Elle poursuit : « Pour mon expérience personnelle, j’ai été victime de 2013 à 2018 et à l’époque, il n’y avait rien. Le fait qu’on n’en parlait absolument pas dans l’espace public, forcément ça ne me donnait absolument pas envie d’en parler parce que quelque part, il y avait une honte, c’était peut-être moi le problème, et j’ai mis longtemps pour mettre des mots et me dire que j’étais victime de violence conjugale. Donc, pour la cible de Camaïeu, je pense que ce n’est pas qu’on interpelle les femmes, mais c’est aussi pour faire comprendre qu’on est victime, moi je le vois comme ça. Moi, je le prends pour sensibiliser qu’on peut être victime. »

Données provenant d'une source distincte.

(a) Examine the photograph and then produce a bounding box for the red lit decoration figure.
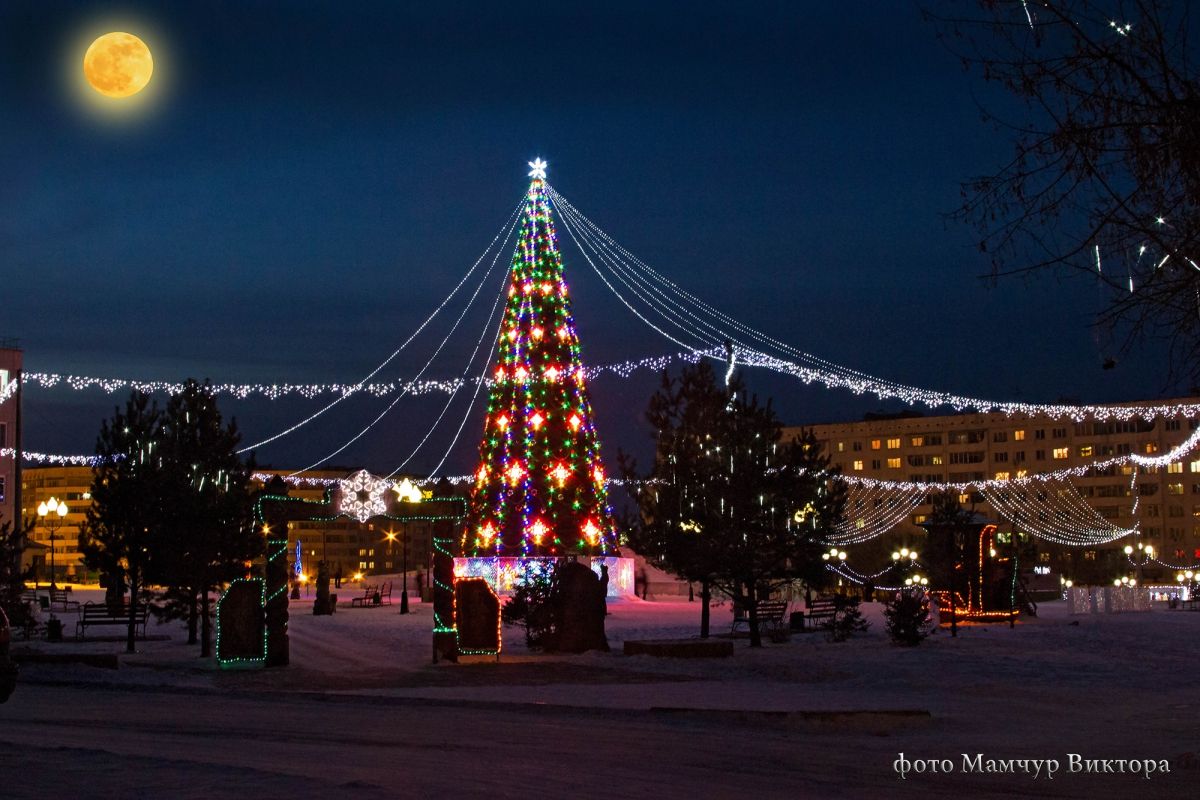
[462,160,616,558]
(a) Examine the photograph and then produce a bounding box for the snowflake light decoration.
[337,469,391,522]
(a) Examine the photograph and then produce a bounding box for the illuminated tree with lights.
[463,160,616,558]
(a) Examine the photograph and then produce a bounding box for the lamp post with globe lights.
[37,497,68,589]
[389,477,425,614]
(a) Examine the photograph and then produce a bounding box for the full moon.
[83,31,154,97]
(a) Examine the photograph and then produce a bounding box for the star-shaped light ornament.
[391,477,421,503]
[337,469,391,522]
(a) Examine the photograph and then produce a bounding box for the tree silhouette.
[79,391,164,652]
[623,363,846,646]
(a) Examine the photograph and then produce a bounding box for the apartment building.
[785,397,1200,582]
[22,467,453,583]
[0,339,22,532]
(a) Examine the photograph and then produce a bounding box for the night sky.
[0,0,1182,473]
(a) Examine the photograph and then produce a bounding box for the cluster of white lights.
[829,485,929,545]
[986,481,1136,547]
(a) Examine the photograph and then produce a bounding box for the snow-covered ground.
[0,589,1200,798]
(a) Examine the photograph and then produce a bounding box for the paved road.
[0,684,1200,800]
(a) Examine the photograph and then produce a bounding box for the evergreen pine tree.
[631,365,846,646]
[883,589,930,648]
[462,162,617,558]
[151,379,263,657]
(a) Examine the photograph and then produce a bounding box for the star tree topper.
[528,157,550,180]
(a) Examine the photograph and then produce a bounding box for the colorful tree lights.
[463,167,616,558]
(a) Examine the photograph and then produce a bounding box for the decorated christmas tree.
[463,160,616,558]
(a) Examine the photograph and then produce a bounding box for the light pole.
[37,497,67,589]
[389,477,424,614]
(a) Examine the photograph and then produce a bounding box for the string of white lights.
[549,191,728,359]
[293,209,517,475]
[238,199,524,455]
[841,428,1200,493]
[386,260,509,477]
[7,350,700,402]
[550,188,1200,421]
[557,185,940,393]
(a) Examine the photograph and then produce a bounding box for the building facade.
[785,398,1200,584]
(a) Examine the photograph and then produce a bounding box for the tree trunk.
[187,590,200,644]
[950,548,959,639]
[746,587,762,648]
[125,564,142,652]
[200,587,212,658]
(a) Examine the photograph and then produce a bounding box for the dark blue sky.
[0,0,1178,471]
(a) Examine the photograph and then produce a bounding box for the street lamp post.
[37,497,67,589]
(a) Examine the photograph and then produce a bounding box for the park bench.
[730,600,787,639]
[50,588,79,612]
[804,597,838,631]
[350,584,379,608]
[76,603,150,639]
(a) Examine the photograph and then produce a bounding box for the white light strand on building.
[0,447,100,467]
[0,350,716,402]
[829,486,929,546]
[238,198,524,455]
[984,480,1138,547]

Laura termine en me témoignant son étonnement face à toutes ces attaques sur les réseaux sociaux pour une campagne portant une bonne cause. « Après, j’ai vu des commentaires qui parlait des violences psychologiques que Camaïeu ignorait, c’est vrai, mais comment dans une campagne marketing, on peut représenter des violences psychologiques ? Après, on peut toujours améliorer, moi je suis pour le dialogue parce que j’ai pu voir que les commentaires envers Camaïeu étaient assez virulents, dès que quelqu’un fait quelque chose, il est attaqué et si les gens ne font rien, on leur reproche de ne rien faire. On peut faire les choses de manière maladroite, néanmoins je trouve que faire la promotion du 3919, c’est une bonne chose. Je comprends que ça peut heurter, après est-ce que ça méritait autant de virulence envers Camaïeu j’ai un doute, parce qu’aujourd’hui c’est un combat qui doit être commun, et je pense que Camaïeu a l’air d’être engagé parce qu’ils reversent de l’argent à des associations, ce qui est une bonne chose. »
Les avis divergent donc, même auprès des principales concernées. Force est de constater que Camaïeu a au moins le mérite de remettre sur la table le sujet des violences conjugales, de rappeler les numéros d’urgence et les structures mis en place pour aider les victimes, entre autres. Que la volonté sous-jacente soit leur profit, ou non, l’aide sera tout de même là, on attend juste une réponse de Camaïeu pour les victimes et toutes les femmes que la marque a pu choquer avec cette campagne.